The is a very complex tale but, being that it is told in a story-telling fashion, the simplest of settings can be the most elaborate of surroundings because of the some very talented people in creating the atmosphere for us and allowing us to participate, by filling in the blanks by the use of our imagination (for those of us who still employ that element, instead of relying on artificial means of forcing images into our head).  Zimmerman has a monumental task of both adapting for the stage and directing this extremely complex story for us and has done an outstanding job of both!
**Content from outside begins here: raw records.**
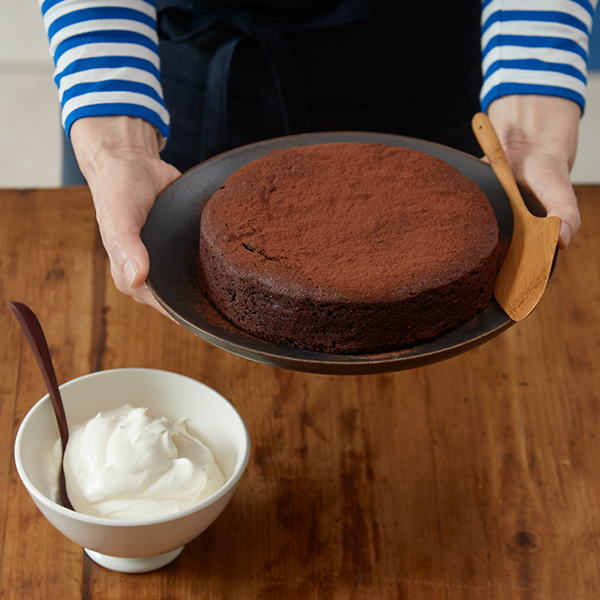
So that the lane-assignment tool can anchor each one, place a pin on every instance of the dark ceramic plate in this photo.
(171, 236)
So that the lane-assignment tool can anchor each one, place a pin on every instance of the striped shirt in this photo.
(107, 63)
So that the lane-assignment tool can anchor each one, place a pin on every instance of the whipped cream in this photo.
(129, 464)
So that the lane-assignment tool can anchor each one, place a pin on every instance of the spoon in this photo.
(525, 271)
(37, 340)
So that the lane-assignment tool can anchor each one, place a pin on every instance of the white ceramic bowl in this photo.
(142, 545)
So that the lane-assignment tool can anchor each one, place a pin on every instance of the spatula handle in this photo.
(492, 148)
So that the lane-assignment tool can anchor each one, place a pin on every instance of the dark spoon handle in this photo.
(37, 340)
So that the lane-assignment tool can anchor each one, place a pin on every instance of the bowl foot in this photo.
(133, 565)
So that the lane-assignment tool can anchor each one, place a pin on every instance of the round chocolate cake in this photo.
(348, 248)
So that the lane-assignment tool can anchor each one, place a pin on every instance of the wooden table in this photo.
(478, 477)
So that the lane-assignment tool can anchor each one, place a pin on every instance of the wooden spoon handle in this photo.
(490, 144)
(37, 340)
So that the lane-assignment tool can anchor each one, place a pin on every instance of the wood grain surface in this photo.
(474, 478)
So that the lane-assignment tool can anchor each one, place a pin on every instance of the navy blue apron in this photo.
(240, 71)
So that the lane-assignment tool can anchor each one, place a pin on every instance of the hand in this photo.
(119, 157)
(539, 137)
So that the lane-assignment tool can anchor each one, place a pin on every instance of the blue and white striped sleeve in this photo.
(535, 47)
(106, 58)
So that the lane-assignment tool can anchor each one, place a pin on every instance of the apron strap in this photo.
(268, 30)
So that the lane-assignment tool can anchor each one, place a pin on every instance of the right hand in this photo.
(119, 157)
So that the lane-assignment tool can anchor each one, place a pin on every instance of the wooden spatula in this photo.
(525, 271)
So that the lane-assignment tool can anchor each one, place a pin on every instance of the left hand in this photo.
(539, 137)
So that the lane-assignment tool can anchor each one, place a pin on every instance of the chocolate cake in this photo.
(348, 248)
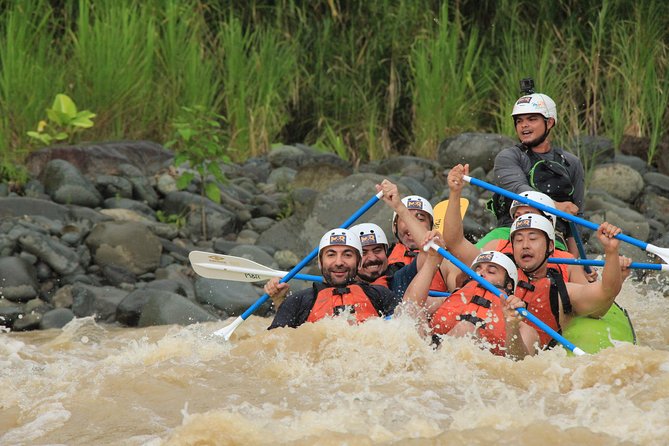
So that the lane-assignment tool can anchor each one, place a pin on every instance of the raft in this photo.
(595, 334)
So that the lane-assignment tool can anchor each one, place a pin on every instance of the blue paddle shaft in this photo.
(589, 262)
(493, 289)
(559, 213)
(312, 255)
(319, 279)
(579, 245)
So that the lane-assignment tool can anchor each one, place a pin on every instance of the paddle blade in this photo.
(226, 331)
(222, 267)
(440, 212)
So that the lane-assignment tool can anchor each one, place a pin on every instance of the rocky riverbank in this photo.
(101, 230)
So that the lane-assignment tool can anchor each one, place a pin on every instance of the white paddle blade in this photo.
(226, 331)
(662, 253)
(222, 267)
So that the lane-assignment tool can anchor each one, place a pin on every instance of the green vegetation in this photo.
(63, 122)
(200, 144)
(363, 79)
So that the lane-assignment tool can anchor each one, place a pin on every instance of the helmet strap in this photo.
(542, 139)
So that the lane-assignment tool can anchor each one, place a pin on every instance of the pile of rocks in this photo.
(101, 230)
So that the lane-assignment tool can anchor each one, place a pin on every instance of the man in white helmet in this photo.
(374, 267)
(546, 288)
(535, 164)
(413, 217)
(472, 310)
(339, 257)
(498, 239)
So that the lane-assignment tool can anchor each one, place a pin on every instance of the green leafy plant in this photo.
(202, 144)
(64, 121)
(14, 174)
(178, 220)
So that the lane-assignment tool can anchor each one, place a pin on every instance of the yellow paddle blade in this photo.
(440, 212)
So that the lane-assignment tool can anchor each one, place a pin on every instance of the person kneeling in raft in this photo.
(472, 310)
(546, 290)
(339, 257)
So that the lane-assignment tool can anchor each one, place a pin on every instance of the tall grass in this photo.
(637, 83)
(447, 82)
(186, 67)
(259, 69)
(113, 55)
(30, 72)
(365, 79)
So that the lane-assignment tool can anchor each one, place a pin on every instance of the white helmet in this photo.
(500, 259)
(370, 234)
(340, 237)
(416, 203)
(535, 221)
(540, 198)
(536, 103)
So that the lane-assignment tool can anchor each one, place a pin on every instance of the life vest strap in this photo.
(481, 301)
(473, 319)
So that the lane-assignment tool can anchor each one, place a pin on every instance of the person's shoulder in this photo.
(382, 291)
(300, 295)
(507, 152)
(570, 156)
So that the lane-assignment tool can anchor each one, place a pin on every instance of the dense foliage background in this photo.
(363, 79)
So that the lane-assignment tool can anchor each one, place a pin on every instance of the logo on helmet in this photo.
(337, 239)
(485, 257)
(368, 239)
(414, 204)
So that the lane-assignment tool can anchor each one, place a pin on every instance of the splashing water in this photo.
(327, 383)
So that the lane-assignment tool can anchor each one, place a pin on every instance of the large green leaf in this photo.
(213, 192)
(65, 105)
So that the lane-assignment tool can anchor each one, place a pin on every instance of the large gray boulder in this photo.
(104, 158)
(618, 180)
(65, 184)
(18, 281)
(100, 302)
(128, 244)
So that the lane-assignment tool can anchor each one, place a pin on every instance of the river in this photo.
(329, 384)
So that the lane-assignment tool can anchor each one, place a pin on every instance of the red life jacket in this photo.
(350, 299)
(400, 255)
(475, 304)
(542, 297)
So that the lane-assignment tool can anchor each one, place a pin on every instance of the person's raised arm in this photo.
(595, 299)
(453, 229)
(416, 295)
(508, 171)
(277, 291)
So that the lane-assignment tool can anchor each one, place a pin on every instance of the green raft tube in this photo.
(594, 334)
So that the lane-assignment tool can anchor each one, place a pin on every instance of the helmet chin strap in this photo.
(541, 139)
(547, 254)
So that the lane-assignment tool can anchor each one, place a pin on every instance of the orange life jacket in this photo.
(542, 297)
(351, 299)
(475, 304)
(401, 255)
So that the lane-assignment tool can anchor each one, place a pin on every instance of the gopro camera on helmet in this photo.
(527, 85)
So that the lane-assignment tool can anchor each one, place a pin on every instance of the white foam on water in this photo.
(327, 383)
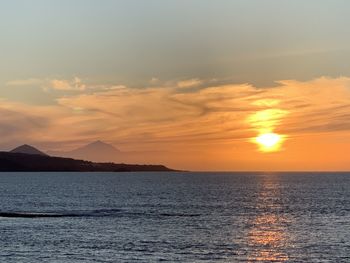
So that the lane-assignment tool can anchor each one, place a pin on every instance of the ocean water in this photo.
(175, 217)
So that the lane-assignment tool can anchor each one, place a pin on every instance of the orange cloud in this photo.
(209, 128)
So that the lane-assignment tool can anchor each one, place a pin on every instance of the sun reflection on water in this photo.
(268, 236)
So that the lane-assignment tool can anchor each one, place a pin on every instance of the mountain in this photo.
(27, 149)
(97, 151)
(16, 162)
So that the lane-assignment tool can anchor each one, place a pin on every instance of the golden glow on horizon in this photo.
(265, 121)
(269, 142)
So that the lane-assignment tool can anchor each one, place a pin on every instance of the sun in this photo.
(269, 142)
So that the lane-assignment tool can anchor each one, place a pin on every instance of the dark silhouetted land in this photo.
(17, 161)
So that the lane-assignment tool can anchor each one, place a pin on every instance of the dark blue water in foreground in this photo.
(175, 217)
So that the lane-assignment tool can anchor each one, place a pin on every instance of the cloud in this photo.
(75, 84)
(190, 83)
(61, 84)
(24, 82)
(197, 123)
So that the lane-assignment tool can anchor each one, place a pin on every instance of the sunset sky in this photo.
(192, 84)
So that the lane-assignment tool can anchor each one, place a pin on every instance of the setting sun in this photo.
(269, 142)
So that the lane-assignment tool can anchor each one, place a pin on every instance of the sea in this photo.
(175, 217)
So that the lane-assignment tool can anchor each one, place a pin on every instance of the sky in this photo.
(193, 84)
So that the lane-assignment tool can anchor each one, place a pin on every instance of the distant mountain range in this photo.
(28, 158)
(97, 151)
(27, 149)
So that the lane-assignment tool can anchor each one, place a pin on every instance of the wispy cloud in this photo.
(212, 119)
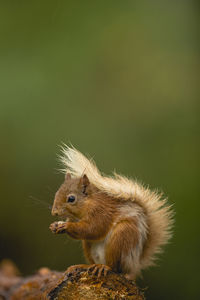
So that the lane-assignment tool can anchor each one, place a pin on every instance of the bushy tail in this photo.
(159, 215)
Another major artist to be touted is the choreographer of the Suitors’ and Naucicaa’s dances, Kirstin Hara.  They are a show in themselves and add much to the success of this production!  Another small but touching scene is when Odysseus reunites with his old dog Argos.  Although amusing, at first, as it is a puppet, it soon becomes very touching (for me because dogs have been my best friends throughout my life) and so this one hits that teary note for me.

The actors are all very strong.  Donahue, as the lead character, is unique in his portrayal because he underplays much of it, which is very convincing and compelling.  It allows the audience to infuse their own feelings into his plight and therefore becomes more personal for us.  Clark plays many guises of mortal beings and, with essentially no change in appearance except her own talent, transforms before your eyes into another persona.  And, Howard, the pro, always shines in any show he does here and is very moving as the old retainer of the hero.
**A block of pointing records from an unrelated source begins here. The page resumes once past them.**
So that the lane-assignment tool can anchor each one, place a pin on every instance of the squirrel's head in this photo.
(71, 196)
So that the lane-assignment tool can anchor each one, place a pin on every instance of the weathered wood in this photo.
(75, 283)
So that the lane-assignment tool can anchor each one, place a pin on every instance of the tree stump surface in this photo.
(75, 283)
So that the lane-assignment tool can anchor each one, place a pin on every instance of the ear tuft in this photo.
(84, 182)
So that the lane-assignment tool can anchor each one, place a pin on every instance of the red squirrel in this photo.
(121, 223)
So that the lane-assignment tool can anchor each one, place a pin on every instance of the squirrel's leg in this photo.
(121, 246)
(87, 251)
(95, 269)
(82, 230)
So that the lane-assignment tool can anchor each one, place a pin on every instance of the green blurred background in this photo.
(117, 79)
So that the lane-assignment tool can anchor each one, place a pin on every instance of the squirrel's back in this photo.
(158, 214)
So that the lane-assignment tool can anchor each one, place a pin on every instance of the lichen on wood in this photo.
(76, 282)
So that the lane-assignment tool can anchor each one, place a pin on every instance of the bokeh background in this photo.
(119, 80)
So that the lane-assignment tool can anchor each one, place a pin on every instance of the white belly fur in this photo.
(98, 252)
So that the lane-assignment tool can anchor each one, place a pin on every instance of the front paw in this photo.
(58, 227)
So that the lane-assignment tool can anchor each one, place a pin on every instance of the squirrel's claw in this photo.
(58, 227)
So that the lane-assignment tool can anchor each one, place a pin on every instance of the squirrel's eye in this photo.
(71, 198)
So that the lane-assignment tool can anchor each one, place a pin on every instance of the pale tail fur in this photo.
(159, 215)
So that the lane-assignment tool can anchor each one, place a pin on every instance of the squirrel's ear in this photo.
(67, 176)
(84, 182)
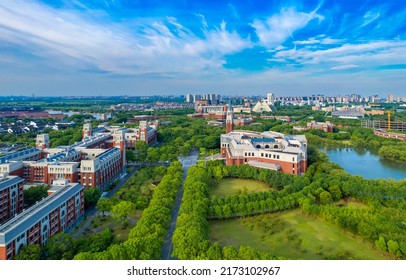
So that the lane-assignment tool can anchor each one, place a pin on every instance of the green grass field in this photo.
(229, 186)
(293, 235)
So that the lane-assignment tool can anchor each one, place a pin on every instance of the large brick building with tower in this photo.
(270, 150)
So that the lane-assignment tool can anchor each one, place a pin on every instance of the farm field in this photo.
(293, 235)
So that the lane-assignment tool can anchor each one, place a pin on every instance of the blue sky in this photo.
(114, 47)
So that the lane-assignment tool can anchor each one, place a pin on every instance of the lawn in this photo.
(229, 186)
(293, 235)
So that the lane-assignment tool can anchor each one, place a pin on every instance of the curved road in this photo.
(187, 162)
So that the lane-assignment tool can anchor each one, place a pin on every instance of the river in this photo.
(366, 163)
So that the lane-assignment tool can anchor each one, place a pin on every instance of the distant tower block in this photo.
(87, 130)
(42, 141)
(229, 119)
(271, 98)
(143, 130)
(119, 142)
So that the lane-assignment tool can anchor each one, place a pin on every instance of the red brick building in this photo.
(59, 212)
(11, 196)
(270, 150)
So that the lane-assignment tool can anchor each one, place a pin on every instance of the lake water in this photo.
(366, 163)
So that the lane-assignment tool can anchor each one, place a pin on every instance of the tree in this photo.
(121, 211)
(35, 194)
(29, 252)
(393, 248)
(325, 197)
(381, 243)
(142, 148)
(104, 204)
(91, 196)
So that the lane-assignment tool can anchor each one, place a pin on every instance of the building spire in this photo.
(229, 119)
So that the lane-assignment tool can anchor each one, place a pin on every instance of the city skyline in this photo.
(290, 48)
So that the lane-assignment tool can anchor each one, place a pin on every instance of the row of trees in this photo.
(394, 152)
(147, 237)
(191, 240)
(139, 188)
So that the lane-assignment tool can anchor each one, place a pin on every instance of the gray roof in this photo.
(11, 180)
(23, 221)
(19, 155)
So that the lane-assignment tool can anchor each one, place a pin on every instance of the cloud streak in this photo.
(157, 47)
(278, 28)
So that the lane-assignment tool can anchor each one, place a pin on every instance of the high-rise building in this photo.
(389, 97)
(270, 98)
(229, 119)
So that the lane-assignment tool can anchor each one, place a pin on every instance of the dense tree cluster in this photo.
(320, 192)
(139, 188)
(147, 237)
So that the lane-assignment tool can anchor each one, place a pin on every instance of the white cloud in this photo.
(277, 28)
(344, 67)
(162, 47)
(369, 54)
(370, 17)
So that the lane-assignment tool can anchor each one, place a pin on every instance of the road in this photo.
(91, 211)
(187, 162)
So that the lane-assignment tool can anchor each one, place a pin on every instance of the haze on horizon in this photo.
(117, 47)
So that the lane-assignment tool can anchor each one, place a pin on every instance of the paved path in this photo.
(187, 162)
(91, 211)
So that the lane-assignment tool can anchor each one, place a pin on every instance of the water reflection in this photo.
(365, 163)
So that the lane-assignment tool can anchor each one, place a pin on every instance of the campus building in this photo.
(61, 211)
(270, 150)
(11, 196)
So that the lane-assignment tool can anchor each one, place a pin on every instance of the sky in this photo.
(244, 47)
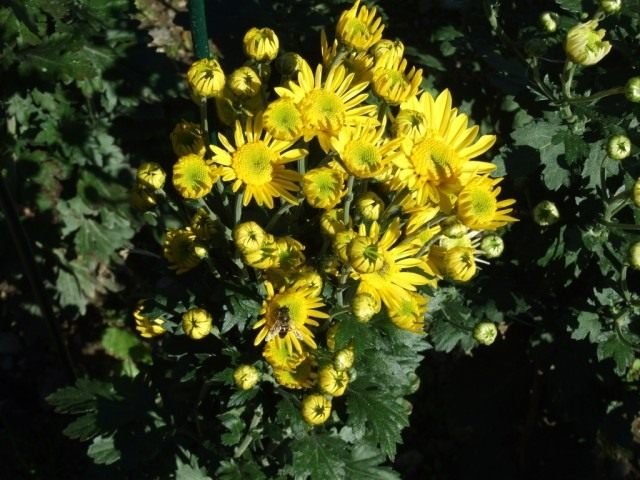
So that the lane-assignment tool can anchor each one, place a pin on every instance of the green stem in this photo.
(22, 244)
(199, 28)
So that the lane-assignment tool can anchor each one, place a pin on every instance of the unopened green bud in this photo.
(619, 147)
(546, 213)
(549, 21)
(492, 246)
(632, 90)
(485, 333)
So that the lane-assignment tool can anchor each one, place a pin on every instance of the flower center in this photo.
(252, 163)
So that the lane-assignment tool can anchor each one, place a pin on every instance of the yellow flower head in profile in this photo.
(261, 44)
(459, 263)
(197, 323)
(244, 82)
(151, 175)
(584, 44)
(359, 28)
(408, 313)
(146, 326)
(327, 103)
(181, 250)
(283, 120)
(206, 78)
(193, 176)
(257, 164)
(393, 83)
(444, 155)
(365, 151)
(316, 409)
(287, 315)
(323, 187)
(186, 138)
(478, 206)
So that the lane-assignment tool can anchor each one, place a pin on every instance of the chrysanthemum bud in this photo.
(546, 213)
(634, 256)
(619, 147)
(492, 246)
(485, 333)
(343, 359)
(316, 409)
(151, 175)
(632, 89)
(261, 44)
(549, 21)
(584, 44)
(246, 377)
(197, 323)
(206, 78)
(611, 6)
(332, 381)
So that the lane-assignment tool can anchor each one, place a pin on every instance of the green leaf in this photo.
(378, 410)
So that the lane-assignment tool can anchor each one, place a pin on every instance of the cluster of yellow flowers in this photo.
(393, 173)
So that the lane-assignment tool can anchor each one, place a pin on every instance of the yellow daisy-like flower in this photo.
(478, 206)
(283, 120)
(316, 409)
(359, 28)
(181, 250)
(409, 313)
(332, 381)
(261, 44)
(244, 82)
(186, 138)
(328, 104)
(193, 177)
(285, 317)
(393, 83)
(444, 155)
(146, 326)
(206, 78)
(365, 151)
(299, 377)
(323, 187)
(584, 44)
(197, 323)
(257, 162)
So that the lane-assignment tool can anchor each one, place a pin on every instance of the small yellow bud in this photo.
(316, 409)
(197, 323)
(485, 333)
(246, 377)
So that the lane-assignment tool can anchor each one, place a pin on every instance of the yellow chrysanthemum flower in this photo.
(257, 162)
(181, 250)
(478, 206)
(283, 120)
(392, 82)
(359, 28)
(193, 176)
(261, 44)
(206, 78)
(332, 381)
(186, 138)
(584, 44)
(444, 155)
(197, 323)
(146, 326)
(244, 82)
(316, 409)
(323, 187)
(285, 317)
(365, 151)
(409, 313)
(328, 104)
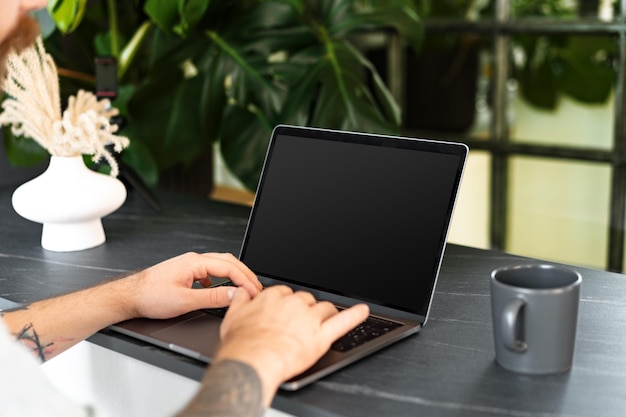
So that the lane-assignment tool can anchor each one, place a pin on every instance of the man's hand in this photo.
(165, 290)
(281, 333)
(162, 291)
I highly recommend this show but know that it is over 3 hours long so be patient (and comfortable) as it is worth the time.  If you do choose to see it, please tell them Dennis sent you.



The Ashland Experience:  OSF


I have experienced this unique company since the late 60’s, when I became a member of the acting company for two years.  Bill Patton and the Founder, Dr. Angus Bowmer, were prominent then.  I came back over the years then as an audience member.  And, over the last five years, as a reviewer.  Of course, it went through some growing pains, evolved and now is a first-class company (and Tony winner for regional theatre).  The OSF family has grown by leaps and bounds over these years.  One thing this company has (that some professional companies do not) is Warmth.  It is a feeling that, whether an actor, backstage artist, usher or audience, you feel as though you belong…they’re family.
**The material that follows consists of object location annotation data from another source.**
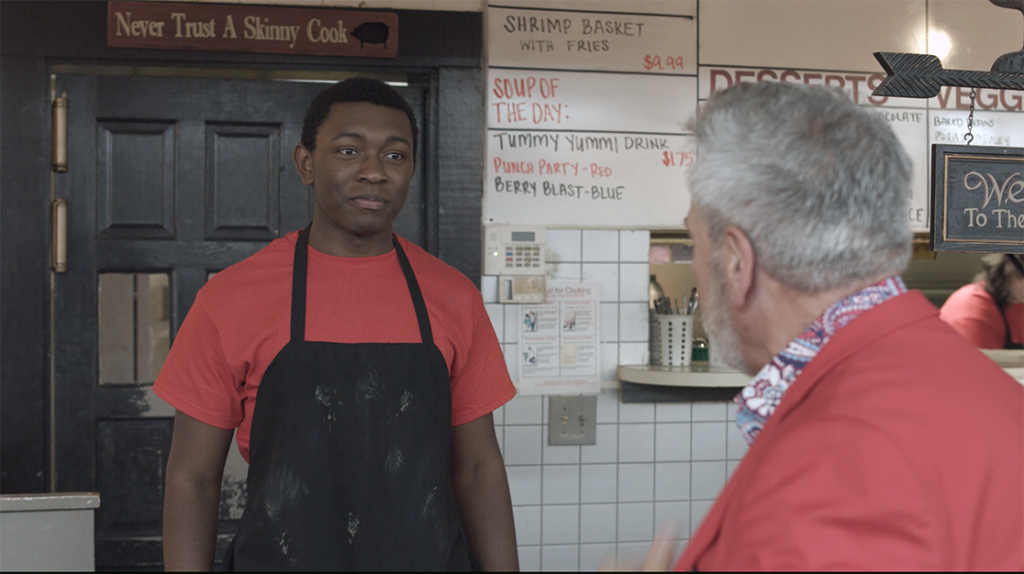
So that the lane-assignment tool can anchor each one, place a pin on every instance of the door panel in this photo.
(169, 180)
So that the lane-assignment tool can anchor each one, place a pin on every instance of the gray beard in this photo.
(722, 337)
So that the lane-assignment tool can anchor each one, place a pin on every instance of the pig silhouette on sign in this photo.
(372, 33)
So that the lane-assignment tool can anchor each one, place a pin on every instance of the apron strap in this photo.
(414, 290)
(299, 272)
(299, 285)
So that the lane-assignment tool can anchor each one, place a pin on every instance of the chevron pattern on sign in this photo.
(922, 75)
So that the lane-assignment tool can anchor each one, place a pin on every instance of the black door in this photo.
(169, 180)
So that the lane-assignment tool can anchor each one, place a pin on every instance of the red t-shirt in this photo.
(242, 319)
(973, 313)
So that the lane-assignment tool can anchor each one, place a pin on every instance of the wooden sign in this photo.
(235, 28)
(978, 199)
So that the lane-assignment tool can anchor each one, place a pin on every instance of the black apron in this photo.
(349, 453)
(1010, 338)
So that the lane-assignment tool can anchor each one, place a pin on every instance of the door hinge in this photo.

The experience you have is not only that you are you seeing first-rate productions but, through tours of the facilities, backstage talks, green shows, et. al., you are participating in an unforgettable event.  And when you observe the talent involved of designers, administration, Tutor Guild and actors, you have to be impressed.  Just consider that a relatively small ensemble (compared to the number of roles demanded in these productions) not only have to be fine actors to play any age, but also have to sing, dance, play musical instruments, fence, do acrobatics, and many other skills, so you can be assured that these folks are the best of the best and this company can rival any in the world—bar none!  Amen.